Abstract

The problem of variable length and fixed-distortion universal source coding (or D-semifaithful source coding) for stationary and memoryless sources on countably infinite alphabets ($\infty$-alphabets) is addressed in this paper. The main results of this work offer a set of sufficient conditions (from weaker to stronger) to obtain weak minimax universality, strong minimax universality, and corresponding achievable rates of convergences for the worse-case redundancy for the family of stationary memoryless sources whose densities are dominated by an envelope function (or the envelope family) on $\infty$-alphabets. An important implication of these results is that universal D-semifaithful source coding is not feasible for the complete family of stationary and memoryless sources on $\infty$-alphabets. To demonstrate this infeasibility, a sufficient condition for the impossibility is presented for the envelope family. Interestingly, it matches the well-known impossibility condition in the context of lossless (variable-length) universal source coding.
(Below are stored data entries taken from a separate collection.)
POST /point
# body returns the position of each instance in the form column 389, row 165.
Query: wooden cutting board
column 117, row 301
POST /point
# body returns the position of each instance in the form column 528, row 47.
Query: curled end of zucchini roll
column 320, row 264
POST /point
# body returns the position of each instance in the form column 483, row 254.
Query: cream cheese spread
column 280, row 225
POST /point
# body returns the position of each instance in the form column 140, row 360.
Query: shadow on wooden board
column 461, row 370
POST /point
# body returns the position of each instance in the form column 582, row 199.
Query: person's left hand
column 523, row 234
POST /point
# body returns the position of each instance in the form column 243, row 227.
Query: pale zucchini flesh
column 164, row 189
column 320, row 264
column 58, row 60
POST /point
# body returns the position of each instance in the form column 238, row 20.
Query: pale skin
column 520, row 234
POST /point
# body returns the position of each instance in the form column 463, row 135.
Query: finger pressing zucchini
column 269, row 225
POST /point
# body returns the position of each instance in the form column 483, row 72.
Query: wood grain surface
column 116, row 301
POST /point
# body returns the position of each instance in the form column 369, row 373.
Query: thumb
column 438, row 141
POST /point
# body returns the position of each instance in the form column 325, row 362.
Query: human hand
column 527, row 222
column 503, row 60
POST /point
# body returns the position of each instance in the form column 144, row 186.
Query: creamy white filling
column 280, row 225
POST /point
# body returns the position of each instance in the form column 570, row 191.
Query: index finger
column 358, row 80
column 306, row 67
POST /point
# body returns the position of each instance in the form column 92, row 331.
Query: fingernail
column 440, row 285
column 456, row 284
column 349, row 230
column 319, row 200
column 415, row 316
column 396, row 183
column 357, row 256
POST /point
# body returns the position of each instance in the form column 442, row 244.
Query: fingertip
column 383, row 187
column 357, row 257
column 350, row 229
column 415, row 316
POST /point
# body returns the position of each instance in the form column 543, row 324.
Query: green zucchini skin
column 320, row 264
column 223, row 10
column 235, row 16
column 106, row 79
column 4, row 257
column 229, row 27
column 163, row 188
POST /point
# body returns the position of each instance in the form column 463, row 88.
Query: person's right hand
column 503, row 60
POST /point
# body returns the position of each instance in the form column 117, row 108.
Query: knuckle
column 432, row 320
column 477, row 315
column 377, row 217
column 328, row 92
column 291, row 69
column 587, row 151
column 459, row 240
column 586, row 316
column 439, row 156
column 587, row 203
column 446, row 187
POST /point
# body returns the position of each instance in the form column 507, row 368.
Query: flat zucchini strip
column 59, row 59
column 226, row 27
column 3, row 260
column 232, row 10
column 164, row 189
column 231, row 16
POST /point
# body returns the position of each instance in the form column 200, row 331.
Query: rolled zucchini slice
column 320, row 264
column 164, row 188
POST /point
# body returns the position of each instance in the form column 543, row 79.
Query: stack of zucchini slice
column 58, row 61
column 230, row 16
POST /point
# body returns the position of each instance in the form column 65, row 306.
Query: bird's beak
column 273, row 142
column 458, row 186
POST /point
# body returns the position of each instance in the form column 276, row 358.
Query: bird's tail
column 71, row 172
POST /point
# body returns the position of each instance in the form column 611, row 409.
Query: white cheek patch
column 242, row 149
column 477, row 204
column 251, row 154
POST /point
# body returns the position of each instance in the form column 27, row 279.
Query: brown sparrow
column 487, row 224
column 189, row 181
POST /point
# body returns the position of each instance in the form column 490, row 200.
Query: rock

More generally, this work offers a simple description of what is needed to achieve universal D-semifaithful coding for a family of distributions $\Lambda$. This reduces to finding a collection of quantizations of the product space at different block-lengths -- reflecting the fixed distortion restriction -- that satisfy two asymptotic requirements: the first is a universal quantization condition with respect to $\Lambda$, and the second is a vanishing information radius (I-radius) condition for $\Lambda$ reminiscent of the condition known for lossless universal source coding.